Might as well pretend I know what I'm talking about given most definitely new to this world. I am a touched confused about giving them a few more bars since we have empty bars on the hive all the time but will sometimes move an empty one intentionally in front, behind, or sometimes between two brood combs IF it looks like things might be getting honey bound. Since it seems you are in the SE part of the U.S. I am assuming honey flow is in fully swing still, by a lot. When you check the hive, big focus should be on fresh brood, either capped, eggs, or larvae without mega drone cells. That can help confirm your queen is doing it's thing balancing workers with drones, but don't ask me how many drones relative to workers is a good ratio. If you've got that many bars solidly going AND the flow is on AND you can observe foraging bees actively returning with pollen, I probably would stop feeding all things equal and start whatever mite protocols you are or will be using. How many bars total can your hive accommodate? Winter feeding here in the PNW with our top bar hives is always a bit of a challenge...do you have a plan for that come winter?
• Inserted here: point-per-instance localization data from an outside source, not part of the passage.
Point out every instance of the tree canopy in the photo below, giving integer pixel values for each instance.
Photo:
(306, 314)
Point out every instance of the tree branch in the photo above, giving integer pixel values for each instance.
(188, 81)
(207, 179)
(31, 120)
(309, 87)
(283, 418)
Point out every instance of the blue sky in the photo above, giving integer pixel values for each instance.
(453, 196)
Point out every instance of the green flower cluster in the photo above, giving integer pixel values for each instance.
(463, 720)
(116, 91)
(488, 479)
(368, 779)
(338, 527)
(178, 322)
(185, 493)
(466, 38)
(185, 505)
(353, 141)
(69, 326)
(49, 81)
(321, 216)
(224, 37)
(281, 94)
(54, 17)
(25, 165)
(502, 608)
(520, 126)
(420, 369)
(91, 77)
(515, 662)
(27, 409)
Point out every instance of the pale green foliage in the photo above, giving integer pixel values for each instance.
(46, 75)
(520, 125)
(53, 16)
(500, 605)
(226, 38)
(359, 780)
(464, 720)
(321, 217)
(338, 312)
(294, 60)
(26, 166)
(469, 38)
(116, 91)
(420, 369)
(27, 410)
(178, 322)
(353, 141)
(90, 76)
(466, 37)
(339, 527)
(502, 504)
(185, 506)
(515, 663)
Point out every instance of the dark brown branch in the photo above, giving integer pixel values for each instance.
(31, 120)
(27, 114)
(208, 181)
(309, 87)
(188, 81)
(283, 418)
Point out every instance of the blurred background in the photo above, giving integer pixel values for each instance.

Thanks for the reply. we started with 10 bars then put a follower board in with feeder behind that. I inadvertently put an eleventh one in when I did first inspection. All that I have read is once they get the first ten about full move follower board back and give them more room. I am in NC. I did see lots of capped brood and a couple drone cells. Bees are very active bringing in pollen and I saw quite a few cells with pollen. I added to my previous post with what I saw today. As far as mites, what I have been reading is to treat in the fall. I’m still learning about the mite stuff. Pretty sure we have 23 bars. Winter plan is next on list to learn.
 

·
Registered
Joined
·
2,920 Posts
The first season with a topbar hive is all about getting as much brood comb drawn as possible. Pull the follower board. Insert 4 empty bars into the brood nest, alternating drawn and empty. Keep feeding. Once those 4 are drawn, do it again. At some point they will start drawing drone comb in the brood nest, but you want as much worker comb as possible. If you leave the empty bars always at the end of the comb structure, you likely get honey comb, not worker sized cells. The bees can always backfill brood comb with honey/syrup for winter stores but they cannot use honey comb sized cells to lay workers in.
 

·
Registered
Joined
·
7 Posts
Discussion Starter · #5 ·
The first season with a topbar hive is all about getting as much brood comb drawn as possible. Pull the follower board. Insert 4 empty bars into the brood nest, alternating drawn and empty. Keep feeding. Once those 4 are drawn, do it again. At some point they will start drawing drone comb in the brood nest, but you want as much worker comb as possible. If you leave the empty bars always at the end of the comb structure, you likely get honey comb, not worker sized cells. The bees can always backfill brood comb with honey/syrup for winter stores but they cannot use honey comb sized cells to lay workers in.
Thank you. I will do that this weekend.